According to The Wall Street Journal, the American company Virtus Minerals completed the acquisition of Chemaf, the cobalt and copper producer in the Democratic Republic of Congo. The initial investment for this acquisition was $30 million, with a commitment to raise an additional $720 million in investment.
Cobalt metal is widely used in fighter jets, mobile phones, and electric car batteries. Chemaf’s enterprise can produce approximately 5% of global cobalt annually. Virtus stated that all future production will be sold to buyers in the United States or those “aligned with the United States position.”
In terms of financing, Virtus will collaborate with the Indian mining company Lloyds Metals and Energy. They will make an initial investment of $200 million, with an additional $475 million coming from the New York investment firm Orion Resource Partners, and the remaining $75 million from other financing channels.
Officials from the US State Department stated that the US government “fully supports” this acquisition, calling it a “priority project.”
Previously, the CCP had attempted to acquire Chemaf and came close to succeeding. In June 2024, Chemaf agreed to sell to a CCP state-owned military enterprise, a subsidiary of “Norinco” called “Norin Mining,” for $9.2 billion.
Bloomberg reported, citing insider sources, that the deal fell through due to lack of approval from the Congolese government and opposition from the state-owned mining company Gecamines.
US officials had also pressured the Congolese government to block the deal. Republican members of the House Foreign Affairs Committee posted on social media platform X, stating: “The security of critical minerals is national security – do not let the CCP advance an inch!”
After the collapse of the CCP’s acquisition of Norin Mining, Virtus took action and commenced negotiations, leveraging US government support.
In February this year, the Congolese government proactively proposed granting mineral exploration rights to US companies in exchange for Washington’s support for President Félix Tshisekedi, to assist in dealing with armed rebellions within the country.
Senator Kanda Kalambayi from the Democratic Republic of Congo had previously written to US Secretary of State Marco Rubio, highlighting the government’s policy shift under the Tshisekedi administration as a rare opportunity for the US to establish a “direct and ethical supply chain.”
Chemaf currently carries a debt of approximately $1 billion. Virtus has reached an undisclosed agreement with Trafigura, the largest creditor and commodity trading giant.

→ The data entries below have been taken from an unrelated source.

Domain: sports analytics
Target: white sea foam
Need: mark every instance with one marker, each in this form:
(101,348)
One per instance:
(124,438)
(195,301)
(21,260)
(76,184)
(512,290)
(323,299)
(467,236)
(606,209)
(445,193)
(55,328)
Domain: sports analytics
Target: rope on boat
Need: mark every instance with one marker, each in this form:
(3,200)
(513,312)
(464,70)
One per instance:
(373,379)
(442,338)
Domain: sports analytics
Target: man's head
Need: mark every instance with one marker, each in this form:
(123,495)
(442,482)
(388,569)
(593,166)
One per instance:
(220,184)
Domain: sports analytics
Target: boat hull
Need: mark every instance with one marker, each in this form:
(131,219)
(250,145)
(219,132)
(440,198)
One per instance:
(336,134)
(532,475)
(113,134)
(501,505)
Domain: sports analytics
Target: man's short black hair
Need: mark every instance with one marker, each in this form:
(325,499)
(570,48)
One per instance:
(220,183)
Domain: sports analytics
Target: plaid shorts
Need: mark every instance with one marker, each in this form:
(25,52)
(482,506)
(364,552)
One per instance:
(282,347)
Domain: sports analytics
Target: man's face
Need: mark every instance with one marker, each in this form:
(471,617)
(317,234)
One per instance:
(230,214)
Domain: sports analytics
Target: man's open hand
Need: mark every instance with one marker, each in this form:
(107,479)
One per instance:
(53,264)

Trafigura had provided $600 million in financing for Chemaf in 2022, but with the drastic drop in cobalt prices in 2023, the project stalled.

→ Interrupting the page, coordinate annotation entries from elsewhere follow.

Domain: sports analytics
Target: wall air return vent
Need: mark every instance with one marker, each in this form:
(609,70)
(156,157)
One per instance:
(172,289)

Virtus is a small company with only eight employees, founded in 2022 by former Green Beret soldier Phil Braun and Harvard Business School graduate Andrew Powch.

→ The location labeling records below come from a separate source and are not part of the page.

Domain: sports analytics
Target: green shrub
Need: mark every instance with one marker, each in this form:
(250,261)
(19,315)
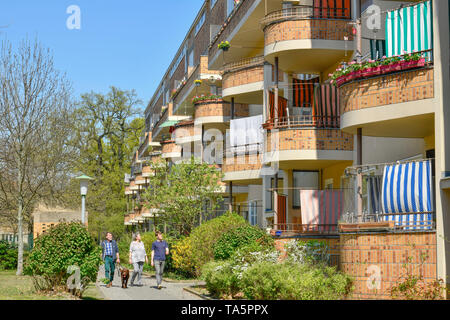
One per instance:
(293,281)
(239,237)
(205,236)
(311,251)
(8,256)
(220,279)
(64,245)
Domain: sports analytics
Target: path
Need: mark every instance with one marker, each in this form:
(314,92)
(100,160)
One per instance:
(170,291)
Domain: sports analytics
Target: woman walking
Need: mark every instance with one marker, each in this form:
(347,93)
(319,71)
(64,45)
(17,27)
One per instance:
(137,259)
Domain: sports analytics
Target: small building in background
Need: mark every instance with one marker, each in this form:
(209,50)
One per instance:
(47,217)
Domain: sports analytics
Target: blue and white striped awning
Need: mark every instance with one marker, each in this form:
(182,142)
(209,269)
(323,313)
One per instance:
(409,29)
(408,188)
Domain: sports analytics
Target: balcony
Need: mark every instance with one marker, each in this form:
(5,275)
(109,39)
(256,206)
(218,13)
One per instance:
(391,104)
(239,29)
(321,36)
(186,132)
(243,166)
(217,111)
(312,146)
(170,149)
(244,80)
(385,206)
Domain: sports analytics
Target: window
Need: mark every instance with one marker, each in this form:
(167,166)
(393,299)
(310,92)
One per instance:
(303,180)
(252,213)
(200,23)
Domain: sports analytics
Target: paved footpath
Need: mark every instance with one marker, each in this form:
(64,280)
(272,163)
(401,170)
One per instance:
(169,291)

There are doubts within the industry regarding their operational capabilities – a previous investment made by Virtus in the Democratic Republic of Congo in 2023 is still pending due to property disputes, and an additional $250 to $300 million investment is required for infrastructure upgrades at Chemaf.
Over the past decade, CCP enterprises have invested billions of dollars in an attempt to dominate mining in the Democratic Republic of Congo, which produces nearly 75% of global cobalt. Analysts point out that the successful acquisition by the American company is structurally significant for Western critical mineral security. However, whether Virtus can operate stably in the complex local environment remains to be seen.